In fact, the gap between imagination and reality is exceptionally wide. Although it would be a foolhardy prophet who predicted that this gap will never be closed, the human race is not on the threshold of replicating itself in machinery. To imagine otherwise is to underestimate the complexity of the mental processes that humans employ as a matter of routine. The truly awesome aspect of this complexity is not the intellectual output of a William Shakespeare, a Ludwig van Beethoven or an Albert Einstein but the routine calculations performed by the mind of a five-year-old child. They are no less marvellous because they happen below the horizon of consciousness.
Take vision. The cinematic convention for the view through a robot’s eyes is either that of a distorted fish-eye lens or the cross-hairs of a gunsight. We, as viewers, understand the convention because we have brains that have evolved in order to interpret what our eyes see, but such a view would be useless to a robot. The first requirement of any visual system is that it be able to determine where an object ends and the background begins. However, the world is not like a child’s colouring book, with comforting black lines to delineate the boundaries, and the light falling on a human retina does not produce a ready-made picture. It merely generates a series of electrical impulses, which to be of any use must then be interpreted by the brain.

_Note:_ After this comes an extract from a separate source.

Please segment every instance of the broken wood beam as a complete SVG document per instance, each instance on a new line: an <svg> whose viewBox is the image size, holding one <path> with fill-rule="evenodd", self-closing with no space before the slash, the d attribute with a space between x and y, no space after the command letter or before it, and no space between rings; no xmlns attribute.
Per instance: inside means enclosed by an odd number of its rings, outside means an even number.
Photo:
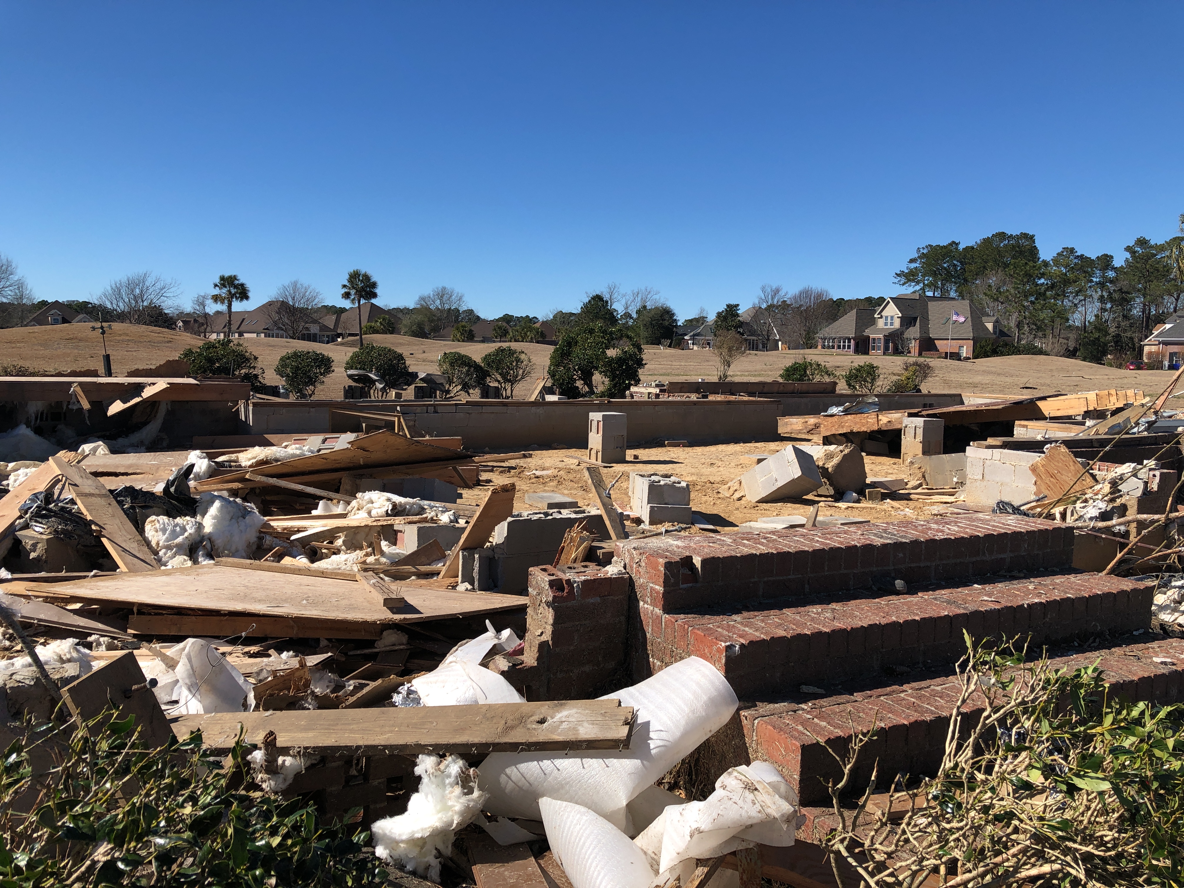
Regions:
<svg viewBox="0 0 1184 888"><path fill-rule="evenodd" d="M416 755L457 752L623 749L633 708L619 700L570 700L483 706L417 706L390 709L317 709L213 713L169 720L185 739L200 731L205 746L229 751L259 744L275 732L276 748L309 755Z"/></svg>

The best analogy for what a robot would ‘see’ is a rectilinear grid of numbers in which each number represents the brightness of a small portion of the visual field, with larger values indicating brighter cells within the grid. We may reasonably expect the robotic brain to be able to interpret any significant difference in the values of adjacent cells as indicative of a boundary, but this is where the process of interpretation becomes vastly more complicated. A large number next to a small number could be the result of a light object against a dark background, a dark object against a light background, a dark and a light object touching each other, the edge of a shadow, two different shades of the same colour on the same surface, and many other combinations, all of which the human brain can distinguish so easily that we fail to appreciate how difficult an achievement this is.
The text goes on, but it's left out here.